The conflict in Sudan's east bore some similarities to the more publicized strife in Darfur. In 2005, the U.N. World Food Program said the malnutrition rate in the east had grown worse than in Darfur.
On Saturday, Sudanese President Omar al-Bashir reiterated his opposition to allowing U.N. peacekeepers in Darfur.
The U.N. wants to send 20,000 U.N. troops to Darfur to replace an ill-equipped and understaffed African Union force that has not been able to quell the violence. More than 200,000 people have died and 2.5 million have been displaced since rebel groups rose up against the Khartoum government in early 2003.

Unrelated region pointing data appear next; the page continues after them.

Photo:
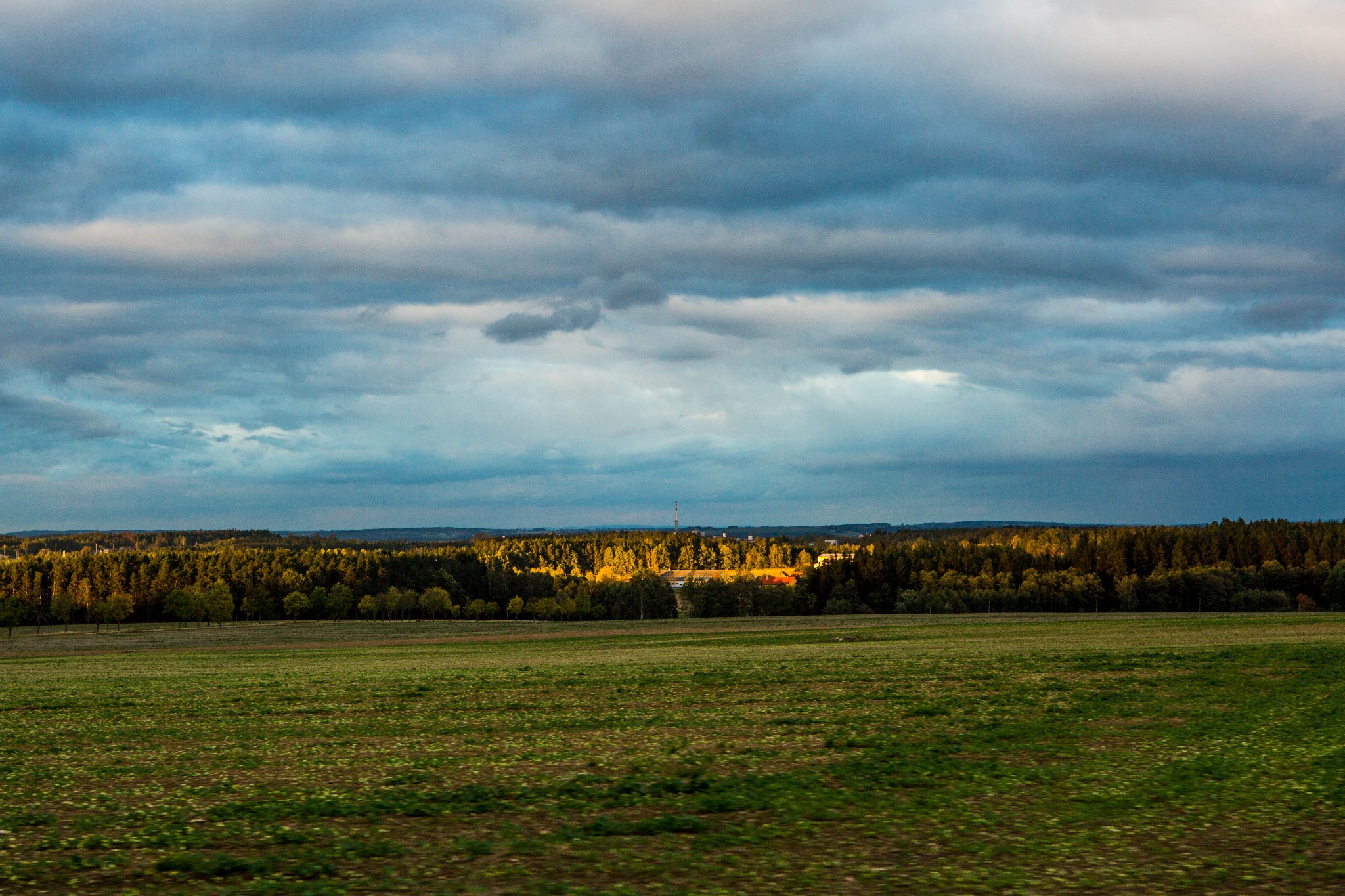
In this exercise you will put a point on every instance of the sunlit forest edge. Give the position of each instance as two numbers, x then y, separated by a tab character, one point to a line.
219	576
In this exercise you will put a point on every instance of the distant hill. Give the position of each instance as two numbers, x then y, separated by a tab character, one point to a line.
845	531
467	534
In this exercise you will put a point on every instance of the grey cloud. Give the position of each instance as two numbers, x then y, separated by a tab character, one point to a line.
284	223
50	417
521	327
1293	313
634	289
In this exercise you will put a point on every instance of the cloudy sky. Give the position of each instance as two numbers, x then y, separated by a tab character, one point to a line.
399	263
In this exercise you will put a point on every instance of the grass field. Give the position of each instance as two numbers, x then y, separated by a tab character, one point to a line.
920	756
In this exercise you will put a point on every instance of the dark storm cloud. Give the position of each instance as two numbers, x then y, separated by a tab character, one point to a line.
634	289
521	327
304	242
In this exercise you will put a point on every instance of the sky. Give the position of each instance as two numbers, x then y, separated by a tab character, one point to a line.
366	264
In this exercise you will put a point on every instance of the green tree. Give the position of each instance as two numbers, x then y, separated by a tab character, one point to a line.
407	602
219	603
62	605
369	606
183	605
256	603
318	602
1333	590
118	608
99	613
296	605
435	601
340	601
12	613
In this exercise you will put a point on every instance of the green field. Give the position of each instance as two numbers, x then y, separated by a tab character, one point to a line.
873	754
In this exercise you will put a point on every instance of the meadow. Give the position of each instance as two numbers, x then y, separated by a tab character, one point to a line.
858	754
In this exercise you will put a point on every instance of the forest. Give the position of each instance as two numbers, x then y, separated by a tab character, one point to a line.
217	576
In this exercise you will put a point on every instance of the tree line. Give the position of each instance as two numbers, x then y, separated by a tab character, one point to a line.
208	578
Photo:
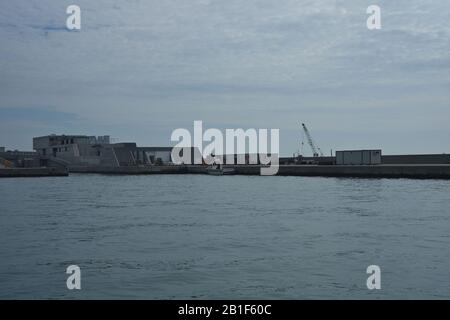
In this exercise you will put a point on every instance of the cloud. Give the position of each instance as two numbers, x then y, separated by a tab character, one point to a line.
143	68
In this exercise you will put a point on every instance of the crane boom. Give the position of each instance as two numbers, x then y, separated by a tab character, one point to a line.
314	149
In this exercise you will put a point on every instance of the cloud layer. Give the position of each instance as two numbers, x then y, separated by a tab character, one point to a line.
139	69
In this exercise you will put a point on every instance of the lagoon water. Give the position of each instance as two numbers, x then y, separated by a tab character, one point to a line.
242	237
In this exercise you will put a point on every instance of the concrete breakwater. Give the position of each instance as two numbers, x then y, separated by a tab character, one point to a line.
363	171
33	172
357	171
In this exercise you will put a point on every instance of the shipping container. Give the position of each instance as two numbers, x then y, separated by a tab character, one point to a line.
358	157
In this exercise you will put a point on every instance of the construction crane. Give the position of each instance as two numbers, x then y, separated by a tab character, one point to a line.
316	150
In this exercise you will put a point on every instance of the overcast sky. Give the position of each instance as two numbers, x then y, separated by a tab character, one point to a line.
139	69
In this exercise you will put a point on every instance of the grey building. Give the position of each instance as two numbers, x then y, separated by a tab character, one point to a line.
80	150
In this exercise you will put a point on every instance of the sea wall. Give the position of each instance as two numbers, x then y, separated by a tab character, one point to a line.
33	172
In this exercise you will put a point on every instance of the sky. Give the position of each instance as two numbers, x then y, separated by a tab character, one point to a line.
139	69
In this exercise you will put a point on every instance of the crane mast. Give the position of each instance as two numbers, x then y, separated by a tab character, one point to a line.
316	150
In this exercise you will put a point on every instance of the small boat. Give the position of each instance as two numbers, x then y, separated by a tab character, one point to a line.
219	170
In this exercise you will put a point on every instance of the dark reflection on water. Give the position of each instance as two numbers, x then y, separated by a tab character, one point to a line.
194	236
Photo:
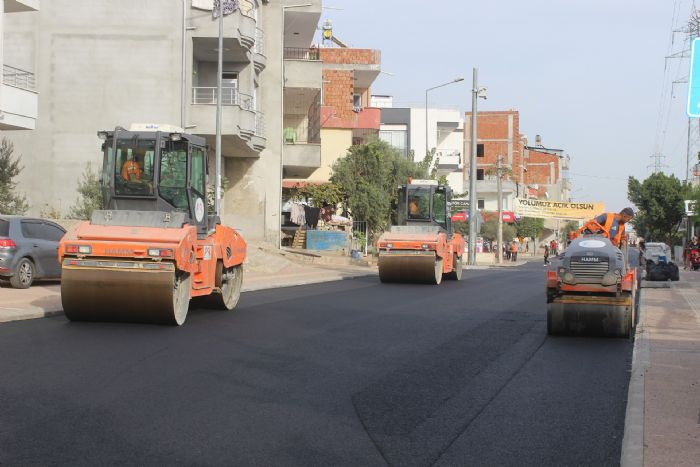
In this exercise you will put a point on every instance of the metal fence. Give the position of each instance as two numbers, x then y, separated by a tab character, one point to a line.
259	41
301	53
229	96
18	78
360	236
259	124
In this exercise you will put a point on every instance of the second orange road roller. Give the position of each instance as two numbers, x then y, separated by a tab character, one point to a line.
592	288
155	246
421	246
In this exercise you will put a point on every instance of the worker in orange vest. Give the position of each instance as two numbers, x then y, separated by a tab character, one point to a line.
612	223
131	170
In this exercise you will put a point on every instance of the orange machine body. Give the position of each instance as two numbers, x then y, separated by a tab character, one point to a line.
127	248
428	243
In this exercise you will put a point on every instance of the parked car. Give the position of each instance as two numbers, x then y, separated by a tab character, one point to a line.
29	250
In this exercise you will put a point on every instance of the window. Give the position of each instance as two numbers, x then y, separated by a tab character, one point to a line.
133	168
229	87
439	207
356	102
173	174
31	229
51	232
396	138
419	203
198	172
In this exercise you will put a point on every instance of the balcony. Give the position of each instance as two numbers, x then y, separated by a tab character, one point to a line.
449	159
490	185
19	105
302	68
242	128
239	26
259	58
301	160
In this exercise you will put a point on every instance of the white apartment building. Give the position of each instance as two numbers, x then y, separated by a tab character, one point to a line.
18	95
103	63
406	130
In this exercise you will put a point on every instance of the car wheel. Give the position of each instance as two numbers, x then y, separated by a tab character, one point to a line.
24	274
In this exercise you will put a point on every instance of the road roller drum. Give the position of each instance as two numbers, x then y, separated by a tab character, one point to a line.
410	267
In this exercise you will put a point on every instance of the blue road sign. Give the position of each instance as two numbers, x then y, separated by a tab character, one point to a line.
694	80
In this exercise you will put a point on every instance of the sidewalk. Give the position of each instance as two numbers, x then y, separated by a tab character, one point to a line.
662	425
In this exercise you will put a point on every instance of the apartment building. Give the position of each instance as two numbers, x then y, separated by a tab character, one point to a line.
345	115
101	64
498	135
408	130
18	95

Sudan "will never be the first African country to allow re-colonization of the continent to begin on its soil," al-Bashir said in the capital of neighboring Eritrea, Asmara, where the peace deal was signed. "But we are for a United Nations role that would provide logistical and material assistance to the African Union to carry out its role."
Al-Bashir and First Vice President Salva Kiir had traveled Eritrea to sign the deal with leaders of the Eastern Rebel Front under supervision of Eritrea's government.
Al-Bashir promised Saturday that all the money that was being spent on war will be paid for development.
The final peace deal was set to call for a cease-fire, the lifting of a state of emergency in Sudan's east and the deployment of Sudanese forces to the region, according to the official Sudanese news agency, SUNA.
Some $600 million also would be allocated to health and water programs in the area over the next five years, SUNA reported.
The Eastern Rebel Front has claimed responsibility for a number of attacks on Sudan's infrastructure, including an oil pipeline, and has ambushed cargo convoys and passenger buses. It also has threatened a vital road linking Khartoum with the country's main seaport on the Red Sea in eastern Sudan.
Some Darfur rebels also have fought in the east, and Eritrea has a history of supporting both the eastern and western Darfurian rebels.